SNCASO. 4050 VAUTOUR
1996 erschienen und mit einem Vorwort von General Claude Grigault, Korpsgeneral der Luft und ehemaliger Kommandeur der 92e Brigade de bombardement in Cognac, hatte der frühere Generalstabschef der Armée de l'Air damals besonders «die Kompetenz und das Fachwissen des Autors für sein Umfeld, die Zusammenstellung einer Dokumentation von bewundernswerter Qualität und Fülle» hervorgehoben und dabei auch darauf hingewiesen, «dass andere seinen Glauben und sein Talent entdecken werden, Werke dieser Art zu verfassen, die dazu beitragen, unsere Trikolore-Schwingen besser bekannt zu machen».
Seitdem haben zahlreiche Autorenkollegen auf talentierte Weise ihren Beitrag zu diesem Wunsch geleistet.
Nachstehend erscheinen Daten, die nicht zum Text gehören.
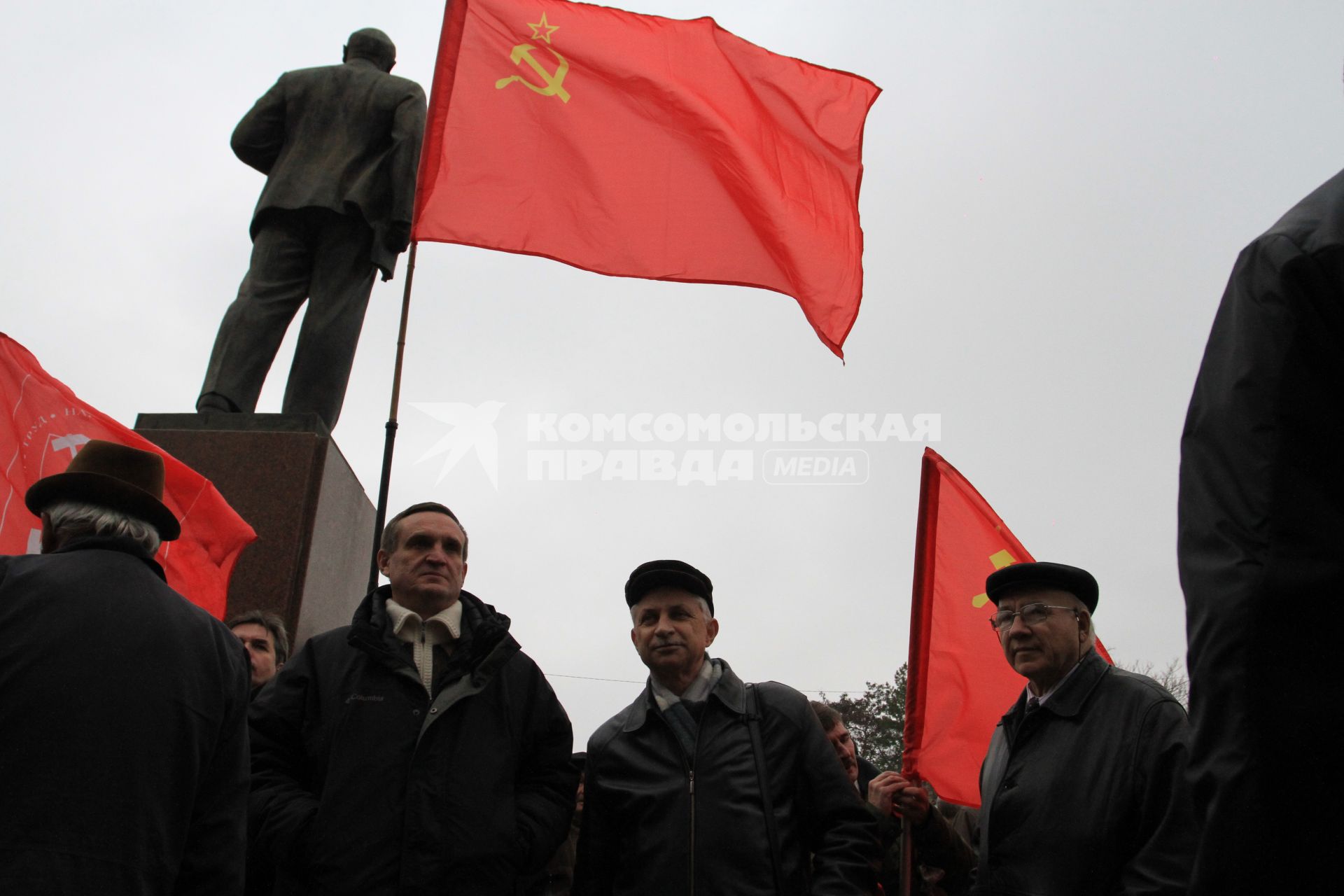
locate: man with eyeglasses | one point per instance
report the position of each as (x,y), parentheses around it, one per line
(1082,790)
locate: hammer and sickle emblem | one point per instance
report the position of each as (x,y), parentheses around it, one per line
(554,83)
(1000,561)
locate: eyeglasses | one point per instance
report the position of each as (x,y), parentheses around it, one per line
(1031,614)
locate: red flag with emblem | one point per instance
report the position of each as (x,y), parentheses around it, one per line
(644,147)
(46,425)
(958,681)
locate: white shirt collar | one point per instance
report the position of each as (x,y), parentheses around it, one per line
(1046,696)
(445,625)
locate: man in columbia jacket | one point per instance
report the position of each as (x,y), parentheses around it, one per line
(417,750)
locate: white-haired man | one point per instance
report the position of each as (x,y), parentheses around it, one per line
(122,707)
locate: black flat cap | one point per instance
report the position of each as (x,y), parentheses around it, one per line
(673,574)
(1043,575)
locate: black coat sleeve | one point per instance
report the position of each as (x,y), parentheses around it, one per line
(216,848)
(598,837)
(283,801)
(547,782)
(260,136)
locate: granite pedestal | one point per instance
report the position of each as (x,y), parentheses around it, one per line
(286,477)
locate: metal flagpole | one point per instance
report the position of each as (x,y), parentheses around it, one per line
(907,859)
(385,480)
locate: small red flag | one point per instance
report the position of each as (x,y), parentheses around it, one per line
(43,428)
(644,147)
(958,681)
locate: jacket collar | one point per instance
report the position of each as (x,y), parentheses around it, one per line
(483,629)
(730,692)
(1072,697)
(109,543)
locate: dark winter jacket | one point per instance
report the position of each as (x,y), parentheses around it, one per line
(122,729)
(652,828)
(362,783)
(1088,793)
(1262,558)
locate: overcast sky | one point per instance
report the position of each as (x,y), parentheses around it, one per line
(1053,198)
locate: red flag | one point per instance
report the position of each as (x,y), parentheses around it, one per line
(958,681)
(644,147)
(45,426)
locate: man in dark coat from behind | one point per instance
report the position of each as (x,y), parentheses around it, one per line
(1261,547)
(122,707)
(419,750)
(339,147)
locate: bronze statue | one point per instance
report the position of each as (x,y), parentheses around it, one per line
(339,147)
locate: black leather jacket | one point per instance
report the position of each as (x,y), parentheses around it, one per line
(660,822)
(1088,794)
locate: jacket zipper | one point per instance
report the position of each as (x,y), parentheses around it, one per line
(692,830)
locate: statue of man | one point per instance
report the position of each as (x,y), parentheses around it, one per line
(339,147)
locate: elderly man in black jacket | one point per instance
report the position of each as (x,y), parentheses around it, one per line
(339,147)
(122,707)
(708,786)
(1082,790)
(416,750)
Für diese Neuauflage wollte ich dem oft im Schatten stehenden Personal besondere Aufmerksamkeit widmen: den Angehörigen des Unteroffizierskorps. Es ist ein Feldwebel-Pilot, der heute diese neue Ausgabe vorstellt – einer jener Männer, die während des Kalten Krieges zusammen mit ihren Mechanikern und Rollbahnpersonal das Rückgrat der Armée de l'Air bildeten. Ohne diese Letzteren, die ihren Aufgaben mit vollem Einsatz nachkamen, könnte kein Vautour abheben und seine Besatzung sicher zurückbringen.
Im Jahr 2025 hat das Werk denselben Inhalt wie das Original, ist jedoch durch farbige Neuaufnahmen und ergänzende Informationen sowie die Produktionsliste erheblich bereichert. Für viele bleibt der Zweistrahler SNCASO. 4050 Vautour ein mythisches Kampfflugzeug – allein schon wegen seiner Masse, seiner Aggressivität, seiner Eignung für den Luftkampf bei Begegnungen mit anderen Jagdflugzeugen der Armée de l'Air und dem Bodenangriff, wie ihn die Israelis so eindrucksvoll demonstriert haben.